I was every bit as excited and uncertain about what to expect as my pre-school sons were. I had never been overseas, had never before had a passport, and didn’t know anything about international travel or jet lag.

Arriving in Malawi, we were met by about thirty cheering people —Malawi church leaders and American workers—holding banners that read: “Welcome Ripkens.” It felt like a homecoming even before we knew that Africa would come to feel very much like home to us over the next twenty-seven years.

After a few weeks of studying the Chichewa language, our language coach took us around the country. We got to choose where we would live and work. Although our decision required that we begin learning a second tribal language, we chose to live among the Tumbuku people in the mountains near the city of Mzuzu, the regional capital of northern Malawi. There we helped start churches and worked with nearby Tumbuku churches. We also planted and/or oversaw many Chichewa churches.

We very quickly fell in love with the people of Malawi. They welcomed us warmly and were incredibly open to learning about Jesus. They were also among the most loving, generous, thoughtful, and hospitable people that we have met anywhere in the world. If I had to stay overnight in the bush, villagers would sometimes carry the pieces of a bed-frame and a mattress for miles over rugged trails so that I could be comfortable while I slept.

We could have happily spent the rest of our lives working among the people of Malawi. Our entire family loved the land and its people. Unfortunately, we did not have that choice.

Crown

During our second year in Africa, different members of our family began to get sick. Ruth began having severe headaches, Shane complained of a bad belly, and Tim came down with a sore throat. These ailments recurred over and over again. Finally, it was determined that we were dealing with malaria. In fact, every one of us was diagnosed with malaria.

When normal treatments failed, it became clear—much to our disappointment and sadness—that we would not be able to remain in Malawi. One morning, I woke up with terrible chills and I asked Ruth to lie back down in bed to help get me warm.

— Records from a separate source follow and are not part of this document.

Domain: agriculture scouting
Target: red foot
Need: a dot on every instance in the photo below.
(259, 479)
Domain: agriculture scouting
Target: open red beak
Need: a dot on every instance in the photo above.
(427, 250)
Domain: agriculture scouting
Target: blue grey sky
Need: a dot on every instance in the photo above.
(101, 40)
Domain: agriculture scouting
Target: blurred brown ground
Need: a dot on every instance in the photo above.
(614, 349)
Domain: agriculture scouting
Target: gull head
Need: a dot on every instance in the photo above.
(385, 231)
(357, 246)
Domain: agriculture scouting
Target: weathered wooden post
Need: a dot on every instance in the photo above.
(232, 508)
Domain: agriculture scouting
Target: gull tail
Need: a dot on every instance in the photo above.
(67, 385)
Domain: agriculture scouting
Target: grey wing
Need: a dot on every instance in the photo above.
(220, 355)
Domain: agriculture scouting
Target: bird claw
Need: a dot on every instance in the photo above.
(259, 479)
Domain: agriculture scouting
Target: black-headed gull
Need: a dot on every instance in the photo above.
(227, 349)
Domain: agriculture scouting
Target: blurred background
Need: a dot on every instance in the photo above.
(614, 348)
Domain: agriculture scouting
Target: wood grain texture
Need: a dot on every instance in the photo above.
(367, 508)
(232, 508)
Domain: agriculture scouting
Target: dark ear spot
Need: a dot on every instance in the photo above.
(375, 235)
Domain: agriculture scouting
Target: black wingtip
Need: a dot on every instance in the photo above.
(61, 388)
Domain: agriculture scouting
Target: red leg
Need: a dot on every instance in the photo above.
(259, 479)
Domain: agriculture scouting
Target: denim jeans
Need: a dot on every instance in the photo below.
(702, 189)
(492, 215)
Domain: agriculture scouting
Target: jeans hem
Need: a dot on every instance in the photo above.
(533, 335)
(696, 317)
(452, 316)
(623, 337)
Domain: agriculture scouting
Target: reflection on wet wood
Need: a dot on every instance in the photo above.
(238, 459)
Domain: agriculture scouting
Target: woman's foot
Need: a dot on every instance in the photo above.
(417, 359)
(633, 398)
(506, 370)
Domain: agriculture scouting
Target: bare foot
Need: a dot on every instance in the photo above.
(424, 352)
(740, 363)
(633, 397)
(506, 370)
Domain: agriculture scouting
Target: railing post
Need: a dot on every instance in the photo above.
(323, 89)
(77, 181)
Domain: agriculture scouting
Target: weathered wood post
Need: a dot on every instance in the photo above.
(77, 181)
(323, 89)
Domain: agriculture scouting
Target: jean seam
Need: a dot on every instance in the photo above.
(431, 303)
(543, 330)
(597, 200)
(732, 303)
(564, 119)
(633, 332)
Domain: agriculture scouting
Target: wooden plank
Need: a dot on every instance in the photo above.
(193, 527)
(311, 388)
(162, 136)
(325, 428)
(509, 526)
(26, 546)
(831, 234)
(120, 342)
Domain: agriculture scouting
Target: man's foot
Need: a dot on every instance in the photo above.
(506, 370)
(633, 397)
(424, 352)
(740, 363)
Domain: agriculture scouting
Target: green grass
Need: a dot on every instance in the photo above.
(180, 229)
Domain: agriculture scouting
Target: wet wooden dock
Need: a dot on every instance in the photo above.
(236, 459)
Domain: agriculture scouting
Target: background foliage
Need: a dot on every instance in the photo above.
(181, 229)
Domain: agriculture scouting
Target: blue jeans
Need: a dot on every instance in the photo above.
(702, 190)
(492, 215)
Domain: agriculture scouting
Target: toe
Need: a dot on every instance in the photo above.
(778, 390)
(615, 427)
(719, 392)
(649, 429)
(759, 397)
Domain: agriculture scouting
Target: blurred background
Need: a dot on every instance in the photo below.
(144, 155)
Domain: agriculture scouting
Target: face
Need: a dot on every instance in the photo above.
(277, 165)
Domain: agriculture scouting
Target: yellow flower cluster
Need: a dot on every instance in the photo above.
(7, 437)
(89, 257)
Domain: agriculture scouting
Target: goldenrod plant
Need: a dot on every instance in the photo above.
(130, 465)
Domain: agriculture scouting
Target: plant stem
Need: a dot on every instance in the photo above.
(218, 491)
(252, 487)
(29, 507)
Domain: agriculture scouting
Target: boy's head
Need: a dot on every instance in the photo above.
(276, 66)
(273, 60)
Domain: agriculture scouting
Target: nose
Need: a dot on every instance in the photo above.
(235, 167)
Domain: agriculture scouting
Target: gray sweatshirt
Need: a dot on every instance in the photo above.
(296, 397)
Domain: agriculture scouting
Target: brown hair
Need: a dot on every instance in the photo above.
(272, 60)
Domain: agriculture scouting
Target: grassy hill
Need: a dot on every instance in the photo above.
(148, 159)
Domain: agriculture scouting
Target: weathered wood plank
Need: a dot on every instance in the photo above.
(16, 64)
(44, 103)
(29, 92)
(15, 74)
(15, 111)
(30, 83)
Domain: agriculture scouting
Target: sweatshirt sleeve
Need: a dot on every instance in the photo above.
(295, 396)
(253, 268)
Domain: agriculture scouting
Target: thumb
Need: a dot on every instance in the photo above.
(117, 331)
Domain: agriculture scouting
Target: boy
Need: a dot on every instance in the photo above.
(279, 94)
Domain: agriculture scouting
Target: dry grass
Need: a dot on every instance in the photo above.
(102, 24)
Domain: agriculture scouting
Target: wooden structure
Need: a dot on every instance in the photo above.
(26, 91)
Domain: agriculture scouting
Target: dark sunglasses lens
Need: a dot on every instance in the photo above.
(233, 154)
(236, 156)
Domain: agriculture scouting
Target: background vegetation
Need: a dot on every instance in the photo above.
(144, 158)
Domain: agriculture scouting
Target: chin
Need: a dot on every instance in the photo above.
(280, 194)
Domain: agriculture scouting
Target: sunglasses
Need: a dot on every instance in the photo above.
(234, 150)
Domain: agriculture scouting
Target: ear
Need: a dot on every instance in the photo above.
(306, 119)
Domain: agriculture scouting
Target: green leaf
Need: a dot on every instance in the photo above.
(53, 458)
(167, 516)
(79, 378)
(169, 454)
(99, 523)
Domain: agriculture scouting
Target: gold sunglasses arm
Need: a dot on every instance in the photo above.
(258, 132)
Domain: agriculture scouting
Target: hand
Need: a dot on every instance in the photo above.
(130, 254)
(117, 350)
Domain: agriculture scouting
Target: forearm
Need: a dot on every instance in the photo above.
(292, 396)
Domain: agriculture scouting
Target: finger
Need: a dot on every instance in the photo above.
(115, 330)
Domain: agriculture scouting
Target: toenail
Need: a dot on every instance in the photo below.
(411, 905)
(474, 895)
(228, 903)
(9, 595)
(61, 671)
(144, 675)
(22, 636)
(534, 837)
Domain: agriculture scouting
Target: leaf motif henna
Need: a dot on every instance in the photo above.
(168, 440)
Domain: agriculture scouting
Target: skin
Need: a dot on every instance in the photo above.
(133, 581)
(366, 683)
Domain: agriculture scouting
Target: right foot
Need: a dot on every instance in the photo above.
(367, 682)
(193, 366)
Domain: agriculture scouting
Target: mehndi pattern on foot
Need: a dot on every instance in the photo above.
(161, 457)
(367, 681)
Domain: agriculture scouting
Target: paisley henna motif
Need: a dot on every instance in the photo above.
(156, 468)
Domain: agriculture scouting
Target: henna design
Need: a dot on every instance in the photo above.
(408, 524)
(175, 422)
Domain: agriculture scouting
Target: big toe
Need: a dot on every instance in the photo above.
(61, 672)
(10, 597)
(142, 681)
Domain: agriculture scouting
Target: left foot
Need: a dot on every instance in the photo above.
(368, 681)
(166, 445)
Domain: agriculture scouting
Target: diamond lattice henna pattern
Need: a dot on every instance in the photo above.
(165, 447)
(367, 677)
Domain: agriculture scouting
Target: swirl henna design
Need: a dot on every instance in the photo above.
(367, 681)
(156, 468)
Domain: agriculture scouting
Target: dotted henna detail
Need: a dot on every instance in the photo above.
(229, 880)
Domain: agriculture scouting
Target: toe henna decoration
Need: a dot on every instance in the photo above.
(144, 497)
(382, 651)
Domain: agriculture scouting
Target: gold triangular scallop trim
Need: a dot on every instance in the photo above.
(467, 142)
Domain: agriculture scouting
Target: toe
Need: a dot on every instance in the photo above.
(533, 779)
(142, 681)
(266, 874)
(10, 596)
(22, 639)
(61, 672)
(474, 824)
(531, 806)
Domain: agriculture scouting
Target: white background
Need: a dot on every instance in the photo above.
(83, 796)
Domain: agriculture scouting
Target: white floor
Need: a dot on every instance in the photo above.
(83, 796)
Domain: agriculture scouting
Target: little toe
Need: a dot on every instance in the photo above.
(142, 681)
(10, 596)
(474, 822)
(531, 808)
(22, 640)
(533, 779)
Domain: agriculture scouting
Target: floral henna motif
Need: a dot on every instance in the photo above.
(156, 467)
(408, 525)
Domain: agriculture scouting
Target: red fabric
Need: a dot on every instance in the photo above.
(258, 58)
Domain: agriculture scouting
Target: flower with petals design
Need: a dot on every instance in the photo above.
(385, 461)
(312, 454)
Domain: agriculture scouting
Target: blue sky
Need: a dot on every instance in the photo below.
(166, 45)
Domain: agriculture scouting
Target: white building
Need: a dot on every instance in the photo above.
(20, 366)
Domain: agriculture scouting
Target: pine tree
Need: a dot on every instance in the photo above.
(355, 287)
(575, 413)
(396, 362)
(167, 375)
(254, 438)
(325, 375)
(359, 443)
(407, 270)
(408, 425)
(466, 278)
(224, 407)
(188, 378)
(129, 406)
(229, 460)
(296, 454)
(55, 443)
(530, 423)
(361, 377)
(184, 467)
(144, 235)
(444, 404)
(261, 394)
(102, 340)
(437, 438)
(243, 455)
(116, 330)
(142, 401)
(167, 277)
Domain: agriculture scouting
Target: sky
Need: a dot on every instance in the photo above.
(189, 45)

As soon as she got under the sheets, she exclaimed, “Honey, your skin is practically burning me.” She got back up and hurried to the hospital and brought back our doctor friend who had first diagnosed our malaria.

I thought that the doctor was joking with me when he asked, “Do you want to see Jesus, Nik?” I figured that some of my friends had put him up to this. I thought immediately, “I know the answer to this question!”

I told him, “Yes, of course I want to see Jesus.”

He looked at me and said, “If you don’t get out of this country soon, my friend, you may see him in a very short time.”